Si no habéis visto a Agustí Fernández al piano, creedme, os habéis perdido el disfrute y la infinita belleza de contemplar a uno de los músicos más versátiles y extraordinarios del país
El pasado enero, Agustí se jubiló de nuestra Escuela superior de Música tras currar veinte años en sus aulas. Me consta que su competentísima directora, Núria Sempere, está haciendo todo lo posible para que Agustí siga vinculado a la escuela hasta que la muerte los separe; no espero, lastimosamente, que su país esté a la altura de la labor de este enorme artista para organizarle los homenajes que merece. Pero esto son miserias de la tribu; lo importante es que los alumnos de Agustí siguen haciendo honor a su excelencia y que el próximo fin de semana una de estas artistas, la percusionista Núria Andorrà, formará parte del Dansa i Música en Conversa con su propuesta Miratge. He tenido la suerte de escuchar, conocer (e incluso, en una época del paleolítico) programar esta fenomenal artista, y hoy este autor de La Punyalada os recomienda que hoy y mañana llenemos sus conciertos.
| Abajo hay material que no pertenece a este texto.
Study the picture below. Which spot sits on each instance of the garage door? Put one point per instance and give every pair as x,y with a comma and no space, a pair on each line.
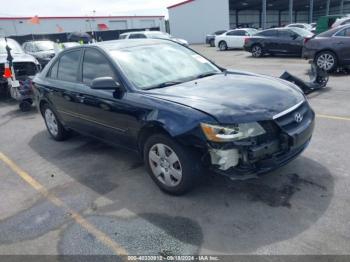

Barcelona improvisa, en el mejor sentido de la palabra, y sería bueno que los melómanos de la ciudad se dieran cuenta. Desde hace dos años, el colectivo Free Impro Barcelona reúne a nuestros mejores improvisadores y en su web podréis encontrar un calendario de conciertos que provoca mucha saliva. De momento, nuestros artistas sobreviven en espacios vivísimos pero marginales de la ciudad como Robadors 23 o el Antic Teatre. Amamos la proximidad y valoramos el papel que las resistentes y encomiables salas pequeñas del país nos regalan. Pero el objetivo es que la impro, para los amigos, llegue al gran público y la ciudad la disfrute como se merece en las plateas más eminentes. Músicos como Agustí Fernández lo merecen. Músicos como sus estudiantes lo exigen. También lo hace, evidentemente, éste vuestro apuñalador. Negarse el placer de un concierto que no puede definirse, donde la música transita por lo desconocido, resultaría un pecado.